Systems which currently exist: Campaign, Monoliths, Arena, Dungeon
In three of these systems - Campaign, Monos & the Dungeon - There is a fundamental game design in play, which I will describe.
- The system gives you an objective
- There are obstacles in the way of the objective
- Players often have the desire to complete the objective quickly and/or efficiently
Let’s take one of those to discuss: Monoliths
The Objective is a Gate, Spires, stationary mini boss, wandering hardened Rare targets or a mini-arena (will discuss this later), plus specials like Orobyss, Beacon or Vessels of Memory & Chaos. The obstacles are any monsters which aren’t the Objective.

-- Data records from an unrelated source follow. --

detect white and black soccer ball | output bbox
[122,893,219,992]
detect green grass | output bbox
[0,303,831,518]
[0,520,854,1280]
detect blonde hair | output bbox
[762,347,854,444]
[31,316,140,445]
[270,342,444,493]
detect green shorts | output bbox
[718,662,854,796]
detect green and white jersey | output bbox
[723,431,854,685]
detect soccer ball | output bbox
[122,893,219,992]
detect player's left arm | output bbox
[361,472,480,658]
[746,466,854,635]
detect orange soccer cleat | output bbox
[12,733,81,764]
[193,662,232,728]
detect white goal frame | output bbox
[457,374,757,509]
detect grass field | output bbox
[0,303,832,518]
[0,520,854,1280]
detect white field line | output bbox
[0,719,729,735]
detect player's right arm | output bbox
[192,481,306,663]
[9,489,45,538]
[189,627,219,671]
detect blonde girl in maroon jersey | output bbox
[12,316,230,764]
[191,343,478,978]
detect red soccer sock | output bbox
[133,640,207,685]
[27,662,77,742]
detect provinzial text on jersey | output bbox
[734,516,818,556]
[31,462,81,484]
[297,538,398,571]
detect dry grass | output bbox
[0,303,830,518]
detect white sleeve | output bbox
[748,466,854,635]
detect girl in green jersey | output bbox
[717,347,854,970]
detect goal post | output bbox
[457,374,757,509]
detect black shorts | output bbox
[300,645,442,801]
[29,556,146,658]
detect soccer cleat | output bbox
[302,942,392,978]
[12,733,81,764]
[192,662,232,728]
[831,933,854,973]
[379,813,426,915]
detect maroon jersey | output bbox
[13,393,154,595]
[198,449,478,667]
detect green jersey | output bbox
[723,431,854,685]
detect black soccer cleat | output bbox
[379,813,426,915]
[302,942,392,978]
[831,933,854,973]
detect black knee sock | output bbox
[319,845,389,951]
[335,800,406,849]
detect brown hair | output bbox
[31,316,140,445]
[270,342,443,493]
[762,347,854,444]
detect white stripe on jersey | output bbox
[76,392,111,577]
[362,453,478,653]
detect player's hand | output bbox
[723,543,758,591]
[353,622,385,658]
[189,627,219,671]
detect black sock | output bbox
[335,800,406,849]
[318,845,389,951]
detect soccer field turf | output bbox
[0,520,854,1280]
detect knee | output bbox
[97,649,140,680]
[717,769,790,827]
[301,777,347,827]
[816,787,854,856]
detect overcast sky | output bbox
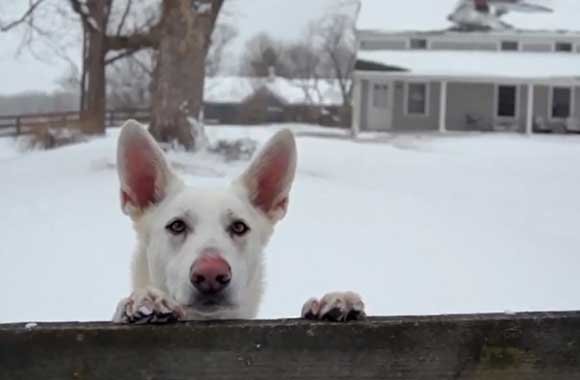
[0,0,336,94]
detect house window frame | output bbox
[371,82,391,110]
[552,41,574,54]
[498,40,522,52]
[548,85,575,122]
[407,37,430,51]
[493,83,521,121]
[403,80,431,117]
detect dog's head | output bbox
[117,121,296,318]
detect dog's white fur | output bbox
[113,120,362,322]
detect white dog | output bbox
[113,120,364,323]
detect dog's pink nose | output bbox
[191,256,232,294]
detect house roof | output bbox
[357,0,580,32]
[358,50,580,79]
[204,76,342,106]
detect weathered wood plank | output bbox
[0,312,580,380]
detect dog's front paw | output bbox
[302,292,366,322]
[113,288,185,324]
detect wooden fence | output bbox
[0,109,151,136]
[0,312,580,380]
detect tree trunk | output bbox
[151,0,215,150]
[83,0,107,134]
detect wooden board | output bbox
[0,312,580,380]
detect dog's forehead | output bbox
[165,187,248,218]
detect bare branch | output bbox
[0,0,46,32]
[69,0,99,32]
[105,49,139,65]
[116,0,133,36]
[106,28,159,50]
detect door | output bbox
[368,81,394,131]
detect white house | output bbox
[352,0,580,134]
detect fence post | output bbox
[16,116,22,136]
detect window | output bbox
[407,83,427,115]
[551,87,572,119]
[554,42,572,53]
[409,38,427,50]
[501,41,520,51]
[373,83,389,108]
[497,86,518,118]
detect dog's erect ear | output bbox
[236,130,296,222]
[117,120,177,217]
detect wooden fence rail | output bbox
[0,108,151,136]
[0,312,580,380]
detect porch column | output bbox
[526,83,534,135]
[439,81,447,133]
[350,74,362,138]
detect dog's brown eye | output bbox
[229,220,250,236]
[165,219,187,235]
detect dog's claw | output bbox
[113,288,185,325]
[302,292,366,322]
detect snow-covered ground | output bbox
[0,125,580,322]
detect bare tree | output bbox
[107,50,155,109]
[317,13,356,108]
[0,0,224,149]
[241,33,288,77]
[284,27,332,104]
[205,22,238,77]
[151,0,224,149]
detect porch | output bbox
[352,71,580,134]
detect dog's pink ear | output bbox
[117,120,177,217]
[237,130,296,222]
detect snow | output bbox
[357,0,580,31]
[204,76,342,106]
[0,125,580,322]
[357,50,580,79]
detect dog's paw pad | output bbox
[113,288,184,324]
[301,292,366,322]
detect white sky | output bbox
[0,0,336,94]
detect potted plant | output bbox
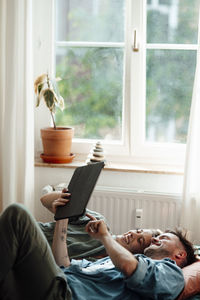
[34,74,74,163]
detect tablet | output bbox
[54,162,104,220]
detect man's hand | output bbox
[85,214,109,240]
[40,189,71,214]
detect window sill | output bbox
[35,157,184,175]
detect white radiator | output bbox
[88,187,181,234]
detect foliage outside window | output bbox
[56,0,200,149]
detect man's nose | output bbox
[151,236,158,243]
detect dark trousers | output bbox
[0,204,71,300]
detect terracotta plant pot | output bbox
[40,127,74,163]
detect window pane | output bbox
[56,47,123,140]
[147,0,200,44]
[56,0,125,42]
[146,50,196,143]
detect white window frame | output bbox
[33,0,197,166]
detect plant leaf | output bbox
[58,96,65,111]
[36,95,41,107]
[43,89,56,111]
[34,74,47,94]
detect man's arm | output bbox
[52,219,70,267]
[40,189,70,214]
[41,190,70,267]
[86,215,138,277]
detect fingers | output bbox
[85,220,100,233]
[62,188,68,193]
[52,198,69,213]
[60,192,71,199]
[85,213,97,221]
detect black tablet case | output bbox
[54,162,104,220]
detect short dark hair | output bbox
[165,228,197,267]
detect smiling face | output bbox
[116,229,152,253]
[144,233,184,261]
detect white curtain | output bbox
[180,15,200,244]
[0,0,34,212]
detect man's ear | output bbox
[175,249,187,261]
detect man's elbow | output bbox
[121,258,138,277]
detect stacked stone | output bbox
[87,142,105,163]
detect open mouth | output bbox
[123,234,130,245]
[151,241,161,246]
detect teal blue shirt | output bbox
[61,254,184,300]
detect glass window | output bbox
[52,0,200,161]
[56,0,125,140]
[146,0,200,143]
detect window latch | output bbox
[132,29,139,52]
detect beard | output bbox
[144,246,171,259]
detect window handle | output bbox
[132,29,139,52]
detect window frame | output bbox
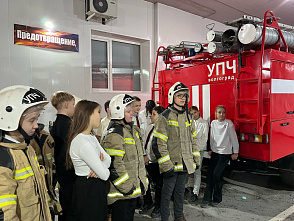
[90,34,143,93]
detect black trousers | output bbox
[203,152,231,203]
[160,172,188,221]
[58,185,74,221]
[72,177,107,221]
[143,163,163,208]
[111,198,137,221]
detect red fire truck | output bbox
[152,11,294,183]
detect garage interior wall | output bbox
[0,0,227,126]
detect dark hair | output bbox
[66,100,101,169]
[153,106,165,114]
[145,100,156,114]
[50,91,75,110]
[104,100,110,113]
[133,96,141,102]
[215,105,227,113]
[189,106,199,112]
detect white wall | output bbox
[0,0,230,128]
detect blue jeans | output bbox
[203,152,231,203]
[160,172,188,221]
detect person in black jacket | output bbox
[50,91,75,221]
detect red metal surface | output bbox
[152,11,294,161]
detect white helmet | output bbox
[0,85,48,131]
[109,94,134,120]
[168,82,190,104]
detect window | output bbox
[91,37,141,91]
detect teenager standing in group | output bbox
[101,94,148,221]
[50,91,76,221]
[0,85,51,221]
[188,106,209,203]
[139,106,165,218]
[66,100,111,221]
[201,105,239,208]
[152,82,200,221]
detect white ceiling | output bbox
[145,0,294,26]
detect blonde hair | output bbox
[50,91,75,110]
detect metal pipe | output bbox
[222,29,237,48]
[238,24,294,48]
[206,30,223,42]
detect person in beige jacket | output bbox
[0,86,52,221]
[152,82,200,221]
[101,94,148,221]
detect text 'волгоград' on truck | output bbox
[152,11,294,185]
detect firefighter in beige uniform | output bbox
[152,82,200,221]
[0,86,51,221]
[101,94,148,221]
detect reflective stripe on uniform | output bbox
[167,120,179,127]
[37,154,43,161]
[153,131,168,142]
[186,120,192,127]
[13,167,34,180]
[174,164,184,170]
[35,156,40,167]
[107,187,141,198]
[46,193,51,202]
[158,155,170,164]
[113,173,129,186]
[105,148,125,157]
[45,153,52,160]
[124,138,136,145]
[0,195,17,207]
[193,151,200,156]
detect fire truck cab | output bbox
[152,11,294,183]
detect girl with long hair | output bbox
[200,105,239,208]
[66,100,111,221]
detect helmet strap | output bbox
[17,125,36,144]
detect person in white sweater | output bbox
[200,105,239,208]
[66,100,111,221]
[188,106,209,203]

The Objective grants a large reward - completion - which grants loot, Stability and progress towards the Echoes.
It is very natural for players to therefore desire to complete the Objective as fast and efficiently as possible. It’s not that the Obstacles aren’t rewarding at all. It’s that they aren’t nearly as rewarding as the Objective is. So often, players try to avoid the Obstacles by killing them fast, or ignoring/bypassing them if able.
This leads the players to design (and favor) builds which are good at that method of gameplay. Builds which are not good at that, regardless of how fun, interesting, or unique they are, don’t find that level of favor and aren’t played as much.

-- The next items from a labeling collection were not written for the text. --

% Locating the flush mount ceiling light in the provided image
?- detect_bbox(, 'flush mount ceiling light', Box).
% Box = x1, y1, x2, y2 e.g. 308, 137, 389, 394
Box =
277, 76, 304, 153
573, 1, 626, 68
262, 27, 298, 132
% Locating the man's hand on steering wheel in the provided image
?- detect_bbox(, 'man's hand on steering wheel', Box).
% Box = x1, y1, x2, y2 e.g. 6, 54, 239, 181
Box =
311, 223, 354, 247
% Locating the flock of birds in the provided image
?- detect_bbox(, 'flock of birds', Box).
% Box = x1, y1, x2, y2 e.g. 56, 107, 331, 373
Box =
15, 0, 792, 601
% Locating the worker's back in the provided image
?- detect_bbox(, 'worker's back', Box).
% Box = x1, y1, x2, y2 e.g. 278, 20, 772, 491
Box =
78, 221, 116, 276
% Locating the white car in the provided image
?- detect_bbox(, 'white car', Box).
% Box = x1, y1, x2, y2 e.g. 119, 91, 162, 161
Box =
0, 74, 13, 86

So, as you can see, the very design of the game subsystem has a pretty direct effect on the builds players make, and which skills, gear, etc. are “best” and which are “worst”.
Now, I said I’d address Arena (real and mini-mono Arena). Mini-mono Arena’s objective is quite different, as there isn’t anything to rush past, no efficient path to traverse, and no object to kill or interact with to trigger a completion. Real Arena is that on steroids. There are players who have built characters for real Arena, and often times (if not virtually all the time), the skillset of those builds does pretty radically differ from builds for running Monolith.
So, again, the very design of the game subsystem has a pretty direct effect on the builds players make, and which skills, gear, etc. are “best” and which are “worst”.
I would therefore suggest to EHG, that perhaps when designing future “end-game systems”, you really stretch your brains, and try to think of something pretty fundamentally different from both Arena and Monos/Dungeons (which are very similar to Monos, imho, in the spirit of game play/style). I haven’t come up with any ideas yet, because if you boil down Arena vs Mono, its really Sustain vs Speed. I’m not sure I know of a 3rd attribute to focus on. Perhaps we might just need a 2nd “Sustain” mode to enjoy, to help diversify builds. Something different than Arena, but with the same core design in that there are no concrete “objectives” to “rush to”, and where the rewards are baked into it rather than gated behind those objectives.